Studying the observations of scuba divers as part of the Reef Life Survey programme, a recent paper has found striking latitudinal gradients in the relative abundance of fish and large mobile invertebrates, such as crabs, starfish, sea urchins and octopus (Edgar et al. 2017). Fish dominated tropical ecosystems, but in cold water latitudes they were less abundant and large invertebrates were conspicuous on the seabed. In warm waters fish need to eat more to maintain their growth, and their mobility and behaviour enable them to become the dominant predators and significant herbivores. In contrast, in colder waters while fish are present their appetite is less and they grow more slowly. This allows invertebrates to become more abundant, although the exact mechanisms of this remain to be studied.

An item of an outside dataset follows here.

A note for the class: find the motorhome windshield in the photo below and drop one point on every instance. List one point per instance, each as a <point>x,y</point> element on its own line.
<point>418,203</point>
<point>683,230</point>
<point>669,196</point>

Because fish are expanding their ranges into lower latitudes due to climate warming, this means they are likely to increase predation on, and competition with, invertebrates. Thus food webs will change not only due to the effects of warming on species distributions, but ecological effects due to predator-prey interactions.
RLS is a remarkable example of a scientlfically successful global marine citizen science programme. It includes standardised field observaitons on over 4,000 species at over 2,400 sampling sites in 50 countries. See videos of how RLS works at https://www.youtube.com/watch?v=gqgcMUkQMBY&t=21s and https://www.youtube.com/watch?v=y2IWZRT4pzw and photographs here.
Edgar GJ, Alexander TJ, Lefcheck JS, Bates AE, Kininmonth SJ, Thomson RJ, Duffy JE, Costello MJ, Stuart-Smith RD. 2017. Abundance and local-scale processes contribute to multi-phyla gradients in global marine diversity. Science Advances, e1700419.